We should all have serious trouble understanding how the history of museum bias lends real support to an idea that museums should not be neutral.

 

“Museums Should Use Their Respected Position as a Vehicle for Change”

Museums are respected. The trust the public puts in us is amazing. We get more respect than the media. People think we do better than books. Public classrooms? The public thinks we’ve got them beat, hands down. We are the most respected and trusted source for historical information there is. Using that respect, that trust to further any societal position puts that trust at risk. Feel free to wage an unrelenting war against forces acting against museums or preservation. We have to. Rage against those who might censor our work or use political influence to dictate our narratives. These issues affect us directly. If you feel, I don’t know, gun control legislation is important to your museum, and you should use the museum pulpit to spread your message, you are incorrect (it’s just an example, folks… keep your shirt on. I had such a conversation recently). It’s not your museum’s business. It might be your business, and that’s great. Don’t sacrifice your museum’s reputation by taking part in all that.

We like to remind people our county was once under the rule of Imperial Spain. It’s not always popular to talk about such things in the county Texas was created in. That’s right, Texas history didn’t begin with Stephen Austin… to be honest, it didn’t begin with the Spanish either. We have 10,000 years of history in our little rural corner of Texas, and we don’t ignore any of it.

“It is Cowardly to Claim Neutrality”

It is not cowardly. Picking and choosing an exhibit’s content to suit your population is cowardly. Presenting well-researched and documented content in a non-biased way is honest. It is truthful. Leaving out even a small portion of the truth is cowardly. Do your work, define your content, create your narrative, and document your sources. Show those sources to your public. Pull no punches, and expect no quarter. There is nothing cowardly about that, and I challenge any museum to meet us in our level of unmitigated honesty. Both sides. Every single time. Dan Yaeger (NEMA) says merely convening discussions is “weak tea”. The courage to throw unadulterated truth onto our wall allows an emotional response from any visitor that gives one iota about our collective history. Is th

at “weak tea”? Is presenting the documented truth as part of our narrative, then allowing our public to use their own thought processes to reach a logical conclusion “weak tea”? It is not, and a visit to our gallery will prove it (it is under renovation, you need to wait until we reopen in 2018).

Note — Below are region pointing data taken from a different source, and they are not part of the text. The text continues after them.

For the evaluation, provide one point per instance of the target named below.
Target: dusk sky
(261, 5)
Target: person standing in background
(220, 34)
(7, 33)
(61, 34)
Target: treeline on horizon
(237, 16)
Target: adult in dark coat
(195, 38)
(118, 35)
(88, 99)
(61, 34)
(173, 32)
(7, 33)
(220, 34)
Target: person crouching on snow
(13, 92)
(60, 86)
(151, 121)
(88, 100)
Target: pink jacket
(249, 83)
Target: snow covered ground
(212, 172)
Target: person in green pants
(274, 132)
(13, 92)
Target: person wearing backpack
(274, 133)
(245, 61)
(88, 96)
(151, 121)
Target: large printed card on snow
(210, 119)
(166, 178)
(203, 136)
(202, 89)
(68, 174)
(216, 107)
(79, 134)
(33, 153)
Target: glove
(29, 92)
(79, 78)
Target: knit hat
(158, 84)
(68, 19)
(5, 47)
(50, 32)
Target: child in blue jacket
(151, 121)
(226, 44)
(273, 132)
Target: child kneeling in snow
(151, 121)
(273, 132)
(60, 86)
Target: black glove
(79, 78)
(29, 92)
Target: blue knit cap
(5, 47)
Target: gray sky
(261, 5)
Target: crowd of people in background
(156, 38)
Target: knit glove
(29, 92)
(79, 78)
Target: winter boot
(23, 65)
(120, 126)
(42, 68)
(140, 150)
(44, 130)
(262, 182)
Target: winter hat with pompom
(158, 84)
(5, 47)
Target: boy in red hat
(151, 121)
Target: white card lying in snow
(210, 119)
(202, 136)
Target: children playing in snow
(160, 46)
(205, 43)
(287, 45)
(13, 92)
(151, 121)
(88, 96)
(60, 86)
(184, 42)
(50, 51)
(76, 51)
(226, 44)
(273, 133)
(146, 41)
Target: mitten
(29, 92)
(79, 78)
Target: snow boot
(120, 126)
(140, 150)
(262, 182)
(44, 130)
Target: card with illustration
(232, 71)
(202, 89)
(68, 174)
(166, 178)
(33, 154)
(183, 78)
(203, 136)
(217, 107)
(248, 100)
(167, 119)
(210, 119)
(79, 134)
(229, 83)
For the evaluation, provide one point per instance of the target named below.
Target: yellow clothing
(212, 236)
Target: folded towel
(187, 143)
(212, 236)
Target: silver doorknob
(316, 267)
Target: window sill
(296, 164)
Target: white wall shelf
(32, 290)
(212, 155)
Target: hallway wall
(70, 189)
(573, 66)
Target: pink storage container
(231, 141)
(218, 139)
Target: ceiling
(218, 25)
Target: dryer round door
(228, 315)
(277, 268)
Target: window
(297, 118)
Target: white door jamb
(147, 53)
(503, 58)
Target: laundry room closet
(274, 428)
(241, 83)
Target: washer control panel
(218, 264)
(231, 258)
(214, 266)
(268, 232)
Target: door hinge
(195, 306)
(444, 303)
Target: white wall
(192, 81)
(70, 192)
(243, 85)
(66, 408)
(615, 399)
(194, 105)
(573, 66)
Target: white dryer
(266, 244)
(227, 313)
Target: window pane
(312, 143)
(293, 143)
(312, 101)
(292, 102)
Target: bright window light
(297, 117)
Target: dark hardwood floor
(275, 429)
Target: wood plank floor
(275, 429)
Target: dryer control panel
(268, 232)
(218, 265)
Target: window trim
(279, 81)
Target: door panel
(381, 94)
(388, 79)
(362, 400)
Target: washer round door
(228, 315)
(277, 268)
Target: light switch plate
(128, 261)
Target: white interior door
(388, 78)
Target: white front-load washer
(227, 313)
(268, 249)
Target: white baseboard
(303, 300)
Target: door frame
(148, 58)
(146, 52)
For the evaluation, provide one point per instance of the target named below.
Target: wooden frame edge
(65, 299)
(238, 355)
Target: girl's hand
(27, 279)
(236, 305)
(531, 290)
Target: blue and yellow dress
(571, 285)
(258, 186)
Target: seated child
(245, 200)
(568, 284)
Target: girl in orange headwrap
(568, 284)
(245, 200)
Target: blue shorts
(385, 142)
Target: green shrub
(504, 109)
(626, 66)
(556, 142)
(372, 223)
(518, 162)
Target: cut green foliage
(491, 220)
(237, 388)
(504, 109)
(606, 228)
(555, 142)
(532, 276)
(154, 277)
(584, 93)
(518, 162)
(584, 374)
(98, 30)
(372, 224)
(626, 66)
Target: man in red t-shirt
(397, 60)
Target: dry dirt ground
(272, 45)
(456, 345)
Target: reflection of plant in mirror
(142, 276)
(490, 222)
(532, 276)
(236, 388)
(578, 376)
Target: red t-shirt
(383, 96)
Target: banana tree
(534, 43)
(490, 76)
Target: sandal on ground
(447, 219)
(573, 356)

Does this mean a neutral museum presents everything? Do we put the Klan’s point of view up on the gallery wall, in an effort to be neutral to everyone (as an example… I had many to choose from)? No. We do not defend the indefensible. We will not give them a voice. But giving positions like this an equal position isn’t neutral, it’s evil. Museums don’t do evil. We talk about evil, but won’t glorify it and use neutrality as the excuse. For those who say we “neutrals” are championing precisely this, shame on you.

Ultimately…

Neutral museums do not censor themselves. Neutral museums do not pick sides. We tell the truth, and when battle ensues we allow the truth to “defend itself”. Usually with a bibliography.